When the curtain fell for the night, we still fell back upon sandwich, to help us through the rain and mire, and home to bed.
This, as I have mentioned, was Saturday night. Being Saturday night, I had accomplished but the half of my uncommercial journey; for, its object was to compare the play on Saturday evening with the preaching in the same Theatre on Sunday evening.
Therefore, at the same hour of half-past six on the similarly damp and muddy Sunday evening, I returned to this Theatre. I drove up to the entrance (fearful of being late, or I should have come on foot), and found myself in a large crowd of people who, I am happy to state, were put into excellent spirits by my arrival. Having nothing to look at but the mud and the closed doors, they looked at me, and highly enjoyed the comic spectacle. My modesty inducing me to draw off, some hundreds of yards, into a dark corner, they at once forgot me, and applied themselves to their former occupation of looking at the mud and looking in at the closed doors: which, being of grated ironwork, allowed the lighted passage within to be seen. They were chiefly people of respectable appearance, odd and impulsive as most crowds are, and making a joke of being there as most crowds do.

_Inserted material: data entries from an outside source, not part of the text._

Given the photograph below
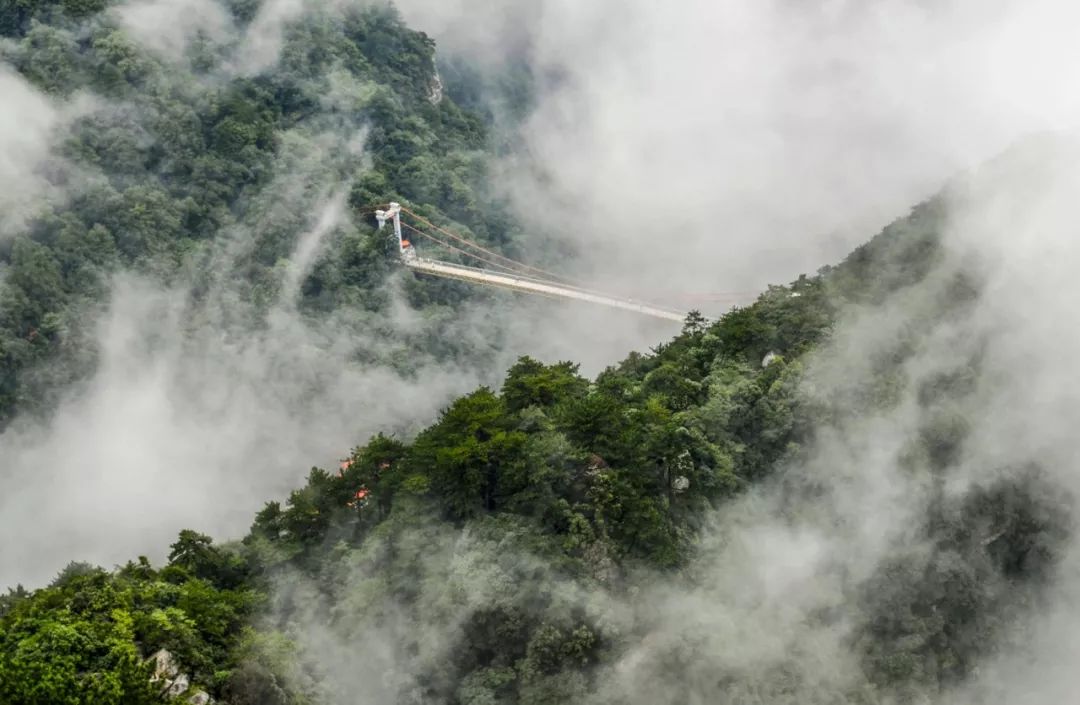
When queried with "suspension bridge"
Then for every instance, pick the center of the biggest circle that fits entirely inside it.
(493, 269)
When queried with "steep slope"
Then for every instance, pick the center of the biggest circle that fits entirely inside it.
(566, 540)
(207, 165)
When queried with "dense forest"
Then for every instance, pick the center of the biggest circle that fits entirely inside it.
(549, 540)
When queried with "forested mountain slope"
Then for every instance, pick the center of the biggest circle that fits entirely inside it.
(512, 552)
(207, 167)
(777, 507)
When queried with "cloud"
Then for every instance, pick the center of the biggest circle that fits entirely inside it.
(26, 140)
(167, 27)
(727, 145)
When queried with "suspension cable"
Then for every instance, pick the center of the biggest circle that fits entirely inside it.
(512, 262)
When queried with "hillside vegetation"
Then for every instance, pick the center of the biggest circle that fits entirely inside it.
(524, 543)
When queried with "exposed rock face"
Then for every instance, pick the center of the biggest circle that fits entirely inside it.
(173, 682)
(435, 89)
(179, 686)
(165, 667)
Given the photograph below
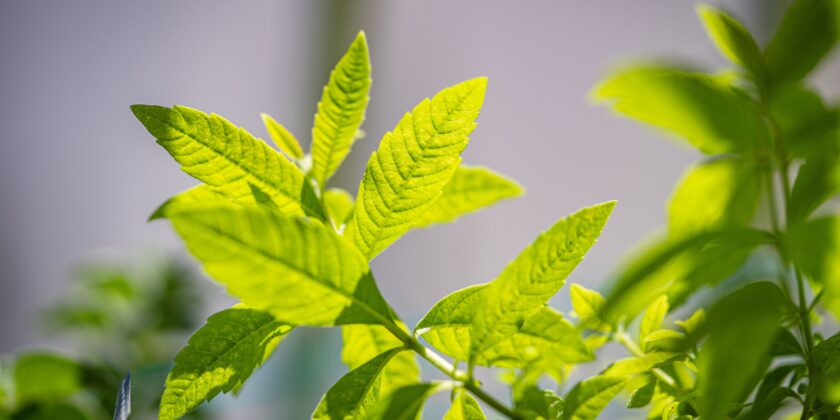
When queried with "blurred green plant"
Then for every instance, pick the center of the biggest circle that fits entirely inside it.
(265, 224)
(116, 318)
(772, 144)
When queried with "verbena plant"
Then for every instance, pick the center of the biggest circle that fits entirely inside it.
(295, 252)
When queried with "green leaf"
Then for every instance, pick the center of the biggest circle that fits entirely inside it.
(464, 407)
(642, 364)
(642, 395)
(814, 247)
(45, 377)
(282, 137)
(534, 276)
(719, 193)
(545, 337)
(653, 317)
(357, 392)
(712, 115)
(471, 189)
(447, 325)
(818, 180)
(413, 164)
(406, 403)
(282, 265)
(808, 31)
(536, 403)
(741, 328)
(226, 157)
(339, 204)
(678, 266)
(589, 397)
(363, 342)
(732, 39)
(827, 362)
(341, 110)
(220, 356)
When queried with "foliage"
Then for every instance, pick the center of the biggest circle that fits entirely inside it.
(265, 224)
(118, 317)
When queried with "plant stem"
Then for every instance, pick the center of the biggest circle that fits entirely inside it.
(467, 382)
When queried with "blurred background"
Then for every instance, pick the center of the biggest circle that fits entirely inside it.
(80, 175)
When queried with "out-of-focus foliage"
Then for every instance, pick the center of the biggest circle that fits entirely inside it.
(115, 318)
(742, 237)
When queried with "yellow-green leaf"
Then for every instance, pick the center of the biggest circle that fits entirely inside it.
(225, 157)
(341, 110)
(283, 264)
(283, 138)
(413, 164)
(708, 112)
(534, 276)
(363, 342)
(220, 356)
(471, 189)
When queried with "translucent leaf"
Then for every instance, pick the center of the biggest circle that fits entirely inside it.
(220, 356)
(589, 397)
(679, 266)
(447, 325)
(339, 204)
(653, 317)
(45, 377)
(815, 248)
(406, 403)
(413, 164)
(641, 364)
(341, 110)
(357, 392)
(818, 180)
(732, 39)
(363, 342)
(712, 115)
(809, 29)
(464, 407)
(282, 137)
(471, 189)
(741, 328)
(642, 395)
(719, 193)
(544, 338)
(282, 265)
(226, 157)
(534, 276)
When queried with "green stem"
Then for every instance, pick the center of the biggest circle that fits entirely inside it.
(438, 361)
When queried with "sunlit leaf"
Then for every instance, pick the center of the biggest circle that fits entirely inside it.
(220, 356)
(589, 397)
(732, 39)
(283, 138)
(357, 392)
(471, 189)
(741, 327)
(412, 166)
(464, 407)
(809, 29)
(534, 276)
(225, 157)
(709, 113)
(362, 342)
(282, 265)
(341, 110)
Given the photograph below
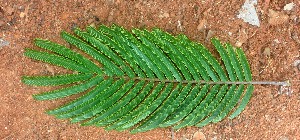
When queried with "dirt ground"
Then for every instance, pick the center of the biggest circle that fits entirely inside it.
(272, 49)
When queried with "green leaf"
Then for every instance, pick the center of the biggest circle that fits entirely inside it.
(142, 79)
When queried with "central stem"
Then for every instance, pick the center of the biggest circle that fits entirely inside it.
(283, 83)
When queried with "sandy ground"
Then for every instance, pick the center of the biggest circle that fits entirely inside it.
(272, 49)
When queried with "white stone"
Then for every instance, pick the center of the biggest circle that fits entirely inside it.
(289, 6)
(248, 13)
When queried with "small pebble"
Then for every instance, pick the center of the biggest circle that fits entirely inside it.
(289, 6)
(199, 136)
(277, 18)
(267, 52)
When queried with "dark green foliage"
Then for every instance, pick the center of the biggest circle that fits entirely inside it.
(142, 80)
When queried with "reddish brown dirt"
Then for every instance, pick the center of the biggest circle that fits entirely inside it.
(269, 115)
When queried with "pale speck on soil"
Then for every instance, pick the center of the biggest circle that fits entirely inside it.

In the dark corner I might have sat a long while, but that a very obliging passer-by informed me that the Theatre was already full, and that the people whom I saw in the street were all shut out for want of room. After that, I lost no time in worming myself into the building, and creeping to a place in a Proscenium box that had been kept for me.
There must have been full four thousand people present. Carefully estimating the pit alone, I could bring it out as holding little less than fourteen hundred. Every part of the house was well filled, and I had not found it easy to make my way along the back of the boxes to where I sat. The chandeliers in the ceiling were lighted; there was no light on the stage; the orchestra was empty. The green curtain was down, and, packed pretty closely on chairs on the small space of stage before it, were some thirty gentlemen, and two or three ladies. In the centre of these, in a desk or pulpit covered with red baize, was the presiding minister. The kind of rostrum he occupied will be very well understood, if I liken it to a boarded-up fireplace turned towards the audience, with a gentleman in a black surtout standing in the stove and leaning forward over the mantelpiece.
A portion of Scripture was being read when I went in. It was followed by a discourse, to which the congregation listened with most exemplary attention and uninterrupted silence and decorum. My own attention comprehended both the auditory and the speaker, and shall turn to both in this recalling of the scene, exactly as it did at the time.
'A very difficult thing,' I thought, when the discourse began, 'to speak appropriately to so large an audience, and to speak with tact. Without it, better not to speak at all. Infinitely better, to read the New Testament well, and to let THAT speak. In this congregation there is indubitably one pulse; but I doubt if any power short of genius can touch it as one, and make it answer as one.'
I could not possibly say to myself as the discourse proceeded, that the minister was a good speaker. I could not possibly say to myself that he expressed an understanding of the general mind and character of his audience. There was a supposititious working-man introduced into the homily, to make supposititious objections to our Christian religion and be reasoned down, who was not only a very disagreeable person, but remarkably unlike life--very much more unlike it than anything I had seen in the pantomime. The native independence of character this artisan was supposed to possess, was represented by a suggestion of a dialect that I certainly never heard in my uncommercial travels, and with a coarse swing of voice and manner anything but agreeable to his feelings, I should conceive, considered in the light of a portrait, and as far away from the fact as a Chinese Tartar.